È il testo maledetto del Novecento. Un libro che fa paura. L’inizio di qualcosa che porterà alla morte milioni di persone.

Era il 1924 quando un poco più che trentenne Adolf Hitler, arrestato per il reato di insurrezione in seguito al tentativo fallito di colpo di Stato di Monaco del 9 novembre 1923, dettava Mein Kampf, il suo manifesto politico, in una cella di Landsberg am Lech. Pagine che sarebbero diventate uno dei simboli del male assoluto.

Stefano Massini, scrittore e drammaturgo, ora manda in libreria Mein Kampf da Adolf Hitler (Einaudi), un testo teatrale che scompone e ricompone il testo di Hitler, l’uomo del Male della Storia.

A Mein Kampf Massini ha dedicato anni di studio, ne ha fatto la biopsia, un distillato feroce in cui la religione nazista di rabbia e paura, il culto dell’io e l’esaltazione della massa appaiono in tutta la loro forza di potentissimo déjà-vu. Ricorda Massini: “Hitler è stato il primo a capire come coniugare la politica con la propaganda. Aveva inteso come il rancore sociale e il dolore esistenziale fossero un grande capitale politico”. Così come enorme fosse il potenziale racchiuso nella rabbia del cittadino povero, dimenticato, escluso. E formidabile l’energia attrattiva del capro espiatorio, il giudeo, lo zingaro, l’omosessuale, il diverso, lo straniero. La perfetta sovrapposizione tra la politica e la propaganda.

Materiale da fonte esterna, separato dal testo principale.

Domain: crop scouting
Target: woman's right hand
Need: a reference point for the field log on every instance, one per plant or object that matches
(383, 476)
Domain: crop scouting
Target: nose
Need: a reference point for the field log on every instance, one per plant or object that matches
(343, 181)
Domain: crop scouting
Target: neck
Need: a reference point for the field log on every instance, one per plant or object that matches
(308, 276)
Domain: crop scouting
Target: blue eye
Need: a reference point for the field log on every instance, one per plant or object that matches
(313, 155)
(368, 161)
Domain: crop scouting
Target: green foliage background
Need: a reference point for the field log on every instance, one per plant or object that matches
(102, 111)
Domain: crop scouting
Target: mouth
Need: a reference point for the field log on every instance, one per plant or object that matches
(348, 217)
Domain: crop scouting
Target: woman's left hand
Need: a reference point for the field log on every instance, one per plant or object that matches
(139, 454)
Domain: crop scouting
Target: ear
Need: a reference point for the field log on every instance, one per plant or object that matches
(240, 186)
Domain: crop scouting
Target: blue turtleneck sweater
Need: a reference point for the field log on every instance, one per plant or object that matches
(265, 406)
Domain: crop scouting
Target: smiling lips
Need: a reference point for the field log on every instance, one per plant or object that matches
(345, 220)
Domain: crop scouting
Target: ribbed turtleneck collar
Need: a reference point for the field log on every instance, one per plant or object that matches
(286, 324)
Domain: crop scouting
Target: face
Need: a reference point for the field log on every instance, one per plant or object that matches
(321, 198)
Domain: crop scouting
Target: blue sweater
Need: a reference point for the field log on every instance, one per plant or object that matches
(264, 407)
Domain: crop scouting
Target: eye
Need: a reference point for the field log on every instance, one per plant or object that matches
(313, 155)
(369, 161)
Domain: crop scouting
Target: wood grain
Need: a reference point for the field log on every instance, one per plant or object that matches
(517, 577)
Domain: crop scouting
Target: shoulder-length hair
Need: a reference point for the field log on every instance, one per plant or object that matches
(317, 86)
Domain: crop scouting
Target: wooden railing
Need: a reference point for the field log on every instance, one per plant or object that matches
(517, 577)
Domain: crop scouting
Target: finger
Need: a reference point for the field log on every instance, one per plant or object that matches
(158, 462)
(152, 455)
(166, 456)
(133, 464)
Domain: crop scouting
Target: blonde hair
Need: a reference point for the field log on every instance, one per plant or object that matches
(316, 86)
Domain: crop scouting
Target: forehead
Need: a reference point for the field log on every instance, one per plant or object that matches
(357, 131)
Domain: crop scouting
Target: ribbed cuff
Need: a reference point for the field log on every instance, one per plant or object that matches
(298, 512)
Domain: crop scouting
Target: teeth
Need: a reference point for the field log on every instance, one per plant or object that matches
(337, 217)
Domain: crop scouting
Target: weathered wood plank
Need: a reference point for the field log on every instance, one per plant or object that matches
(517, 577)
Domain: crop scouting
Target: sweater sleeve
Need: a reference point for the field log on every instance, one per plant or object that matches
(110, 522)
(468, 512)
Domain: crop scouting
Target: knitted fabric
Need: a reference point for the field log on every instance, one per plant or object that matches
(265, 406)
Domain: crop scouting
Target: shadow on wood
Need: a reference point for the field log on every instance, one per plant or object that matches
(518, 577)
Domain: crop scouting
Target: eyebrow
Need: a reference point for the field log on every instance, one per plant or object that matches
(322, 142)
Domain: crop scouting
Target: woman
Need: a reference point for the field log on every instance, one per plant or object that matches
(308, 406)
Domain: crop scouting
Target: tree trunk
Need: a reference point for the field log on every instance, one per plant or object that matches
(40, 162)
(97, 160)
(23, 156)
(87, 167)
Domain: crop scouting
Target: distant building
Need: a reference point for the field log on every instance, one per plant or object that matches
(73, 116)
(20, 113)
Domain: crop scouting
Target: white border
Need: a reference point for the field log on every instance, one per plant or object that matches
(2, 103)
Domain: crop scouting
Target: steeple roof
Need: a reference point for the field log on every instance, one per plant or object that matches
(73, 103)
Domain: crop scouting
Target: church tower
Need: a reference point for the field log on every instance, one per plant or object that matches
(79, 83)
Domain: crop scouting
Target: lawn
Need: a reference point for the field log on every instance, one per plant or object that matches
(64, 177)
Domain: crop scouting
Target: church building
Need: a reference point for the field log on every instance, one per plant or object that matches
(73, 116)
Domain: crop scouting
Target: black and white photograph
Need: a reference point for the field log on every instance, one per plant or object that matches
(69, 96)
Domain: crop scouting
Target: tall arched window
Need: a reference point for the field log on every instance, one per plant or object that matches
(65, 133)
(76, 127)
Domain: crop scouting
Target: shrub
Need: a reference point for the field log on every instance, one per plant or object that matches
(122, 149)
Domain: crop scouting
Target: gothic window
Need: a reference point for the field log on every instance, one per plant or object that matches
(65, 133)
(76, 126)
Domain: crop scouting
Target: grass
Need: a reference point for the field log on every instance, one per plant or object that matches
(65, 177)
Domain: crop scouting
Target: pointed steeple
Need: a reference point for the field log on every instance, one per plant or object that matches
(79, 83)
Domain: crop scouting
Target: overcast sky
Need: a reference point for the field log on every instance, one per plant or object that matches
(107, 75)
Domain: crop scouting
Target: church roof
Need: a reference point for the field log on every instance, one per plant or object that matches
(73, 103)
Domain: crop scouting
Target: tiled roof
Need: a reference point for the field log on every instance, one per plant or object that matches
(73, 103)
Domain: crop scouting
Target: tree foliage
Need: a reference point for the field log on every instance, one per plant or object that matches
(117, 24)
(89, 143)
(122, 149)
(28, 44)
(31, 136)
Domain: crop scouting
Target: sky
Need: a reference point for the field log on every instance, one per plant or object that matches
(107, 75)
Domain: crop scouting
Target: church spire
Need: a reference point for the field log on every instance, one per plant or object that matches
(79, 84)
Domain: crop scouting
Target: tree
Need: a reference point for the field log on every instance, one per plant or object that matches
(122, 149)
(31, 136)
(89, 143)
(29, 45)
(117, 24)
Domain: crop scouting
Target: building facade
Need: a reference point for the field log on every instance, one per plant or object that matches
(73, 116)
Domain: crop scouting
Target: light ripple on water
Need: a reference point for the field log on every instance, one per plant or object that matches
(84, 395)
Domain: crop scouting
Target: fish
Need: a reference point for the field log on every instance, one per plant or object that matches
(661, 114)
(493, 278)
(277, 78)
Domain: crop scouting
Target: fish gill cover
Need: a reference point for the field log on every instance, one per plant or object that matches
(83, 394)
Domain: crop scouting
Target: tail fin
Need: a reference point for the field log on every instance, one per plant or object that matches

Massini ha cominciato a lavorare al libro nel 2016 dopo aver saputo che in Germania si era deciso di consentire nuovamente la distribuzione in libreria di Mein Kampf, fino ad allora proibito. Obiettivo: smontarne la leggenda e percepirne gli echi nel presente, con la consapevolezza che niente può distruggere l’orrore più del senso critico, che soltanto la conoscenza può evitare che i mali più grandi si possano ripetere.

Mein Kampf si compone di due parti: la prima di contenuto prevalentemente autobiografico, la seconda di contenuto programmatico-politico, nel quale Hitler traccia la possibile struttura di uno stato nazional socialista.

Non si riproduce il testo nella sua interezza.